My word for 2015 is “Cohesion.”

Last year it was “Outside,” part of a goal of getting outside of my own head and being a greater part of the external world around me. That happened, to a large degree. I helped get a podcast launched that now puts me across a table from a great friend and a different guest every week and the conversations we have are wonderful and perspective-changing for me.

I haven’t gotten to travel as much as I’d like, though there was a surprise trip to New York City in the summer and more road trips than we were ever comfortable taking in the past with the kids. I got outside, though a big chunk of my time is still spent inside, nose to my phone, reading or connecting or Tweeting. That’s a habit I’m having a hard time breaking, though a lot of vacation time in December got me out of my usual habits.

Cohesion.

Here’s the thing: I’m doing fine, everything’s great, but writing-wise, I feel like I’m kind of a mess. I did a lot of writing in 2014, maybe too much and not all of it as high a quality as I would have liked. I wrote a lot of things in a rush, I wrote a lot of other things antsy and not wanting to be sitting and just feeling my attention drifting constantly.  I don’t have the patience to sit and write for hours like I used to and that’s caused all kind of problems with bigger projects.

Mostly, I’ve let my work stuff affect stuff I should be working on at home and stuff I’m working on at home distract me from getting enough rest to focus and adequately tackle my weekly workload. I perform well under pressure, but that’s been requiring constant panicked pressure, and of course that gets exhausting.

This blog is a good example of the breakdown of that cohesion. It used to be essays and personal reflections and over the last few years, it’s become a dumping ground for links to all my work projects and writing elsewhere.  And since the last few posts, I literally wrote so much stuff for work and did so many podcasts that I couldn’t physically even list them all here. Even a bulleted list of all that stuff seemed too overwhelming and I spend several weeks of vacation just dancing around the idea of doing that instead of actually doing it.

And I’m kind of glad. I shouldn’t have spent my free time stressing like that. And maybe I’ll get to that now that I’m getting back into work mode, but what if I don’t? Would it be the end of the world if I didn’t deliver those blog posts to the only person who really cares about them at this point, me? Why am I such a demanding boss to myself? Can I give me a raise or something?

Bottom line is that I’ve had work/life balance issues, and not because of anyone but myself. My workplace is incredibly supportive and lenient about my work hours, work-from-home days and how I meet my deadlines. So much so that I’ve become my own worst critic, calling myself out for stuff that seems fine to everyone else and feeling guilty for not pushing myself harder on personal writing (like this blog).
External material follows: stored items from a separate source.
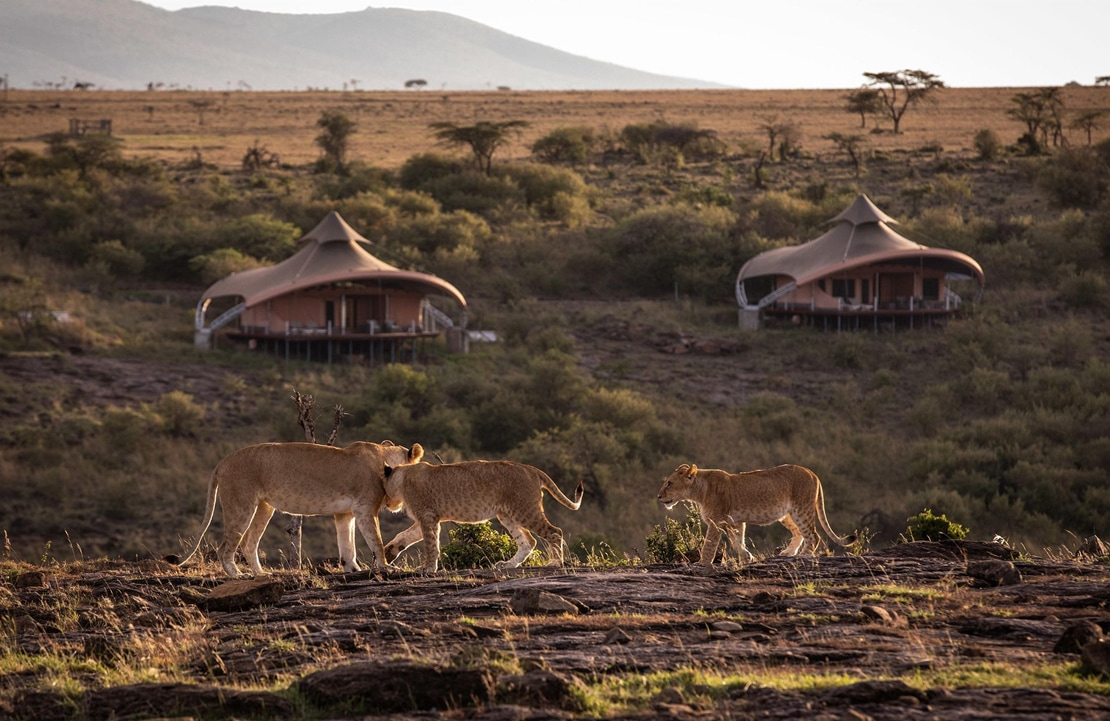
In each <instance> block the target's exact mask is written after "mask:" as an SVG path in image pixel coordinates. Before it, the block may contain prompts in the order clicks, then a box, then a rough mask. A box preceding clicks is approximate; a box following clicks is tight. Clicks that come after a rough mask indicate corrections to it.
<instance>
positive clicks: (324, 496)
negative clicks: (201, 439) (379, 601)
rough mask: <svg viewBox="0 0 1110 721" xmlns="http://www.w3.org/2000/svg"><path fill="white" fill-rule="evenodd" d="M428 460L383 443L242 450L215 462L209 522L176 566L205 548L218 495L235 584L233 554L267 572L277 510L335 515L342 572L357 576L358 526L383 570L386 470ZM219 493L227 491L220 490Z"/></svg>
mask: <svg viewBox="0 0 1110 721" xmlns="http://www.w3.org/2000/svg"><path fill="white" fill-rule="evenodd" d="M423 456H424V449H423V448H421V446H420V444H415V445H413V447H412V449H411V450H410V449H408V448H405V447H404V446H397V445H394V444H393V443H391V441H388V440H386V441H384V443H382V444H374V443H366V441H357V443H353V444H351V445H350V446H346V447H345V448H336V447H334V446H323V445H317V444H312V443H264V444H258V445H254V446H248V447H245V448H240V449H239V450H235V451H233V453H231V454H229V455H228V456H226V457H225V458H224V459H223V460H221V461H220V463H219V464H216V467H215V470H213V471H212V479H211V480H210V481H209V492H208V508H206V509H205V511H204V524H203V527H202V528H201V532H200V534H198V535H196V545H195V546H193V549H192V550H191V551H190V552H189V555H188V556H185V558H184V559H182V560H180V561H178V565H179V566H182V565H184V563H186V562H188V561H189V560H190V559H191V558H192V557H193V555H195V554H196V550H198V549H199V548H200V546H201V540H202V539H203V538H204V534H205V532H206V531H208V528H209V525H210V524H211V522H212V516H213V514H214V512H215V500H216V495H218V494H219V496H220V506H221V507H222V509H223V541H222V542H221V544H220V547H219V548H218V549H216V556H218V557H219V559H220V563H221V565H222V566H223V569H224V570H225V571H226V572H228V576H230V577H231V578H239V576H240V573H239V569H238V568H236V566H235V549H236V548H239V546H240V545H242V547H243V555H244V556H245V557H246V561H248V563H250V566H251V571H253V572H254V575H255V576H260V575H262V573H263V570H262V565H261V563H260V562H259V540H261V538H262V532H263V531H265V529H266V525H268V524H269V522H270V518H271V517H272V516H273V515H274V511H275V510H281V511H283V512H286V514H292V515H294V516H322V515H330V516H334V517H335V537H336V540H337V541H339V551H340V562H341V563H342V565H343V570H345V571H356V570H359V562H357V560H356V558H355V538H354V529H355V524H357V526H359V530H360V531H361V532H362V537H363V538H364V539H365V540H366V545H367V546H370V548H371V550H372V551H373V552H374V568H377V569H381V568H384V567H385V560H384V559H385V550H384V548H383V544H382V529H381V526H380V525H379V520H377V515H379V512H381V510H382V506H383V504H384V501H385V488H384V469H385V467H386V465H392V466H400V465H402V464H407V463H416V461H418V460H420V459H421V458H422V457H423ZM221 491H222V492H221Z"/></svg>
So for 2015, starting from this first day of the year, I want to have better cohesion of those separate parts of me. Of Work Omar1 and Freelance Omar and Dad Omar, to make those guys work together instead of compartmentalizing and putting them at odds with each other. Am I the only one who feels like he’s wrangling different selves? Should I not have watched “The One I Love” right before bed?

There used to be a very clear line in my business between home writing and work writing and pretty organically, those lines have largely gone away. But I haven’t allowed myself to embrace that instead of creating more lines.

So, “Cohesion.” 2015.

That’s my word of the year.

And maybe I’ll get to those other catch-up blog posts, maybe not. I’ll let Complete Omar decide on that soon.

1

I hate when people refer to themselves in the third person. That’s Douche Omar talking, sorry.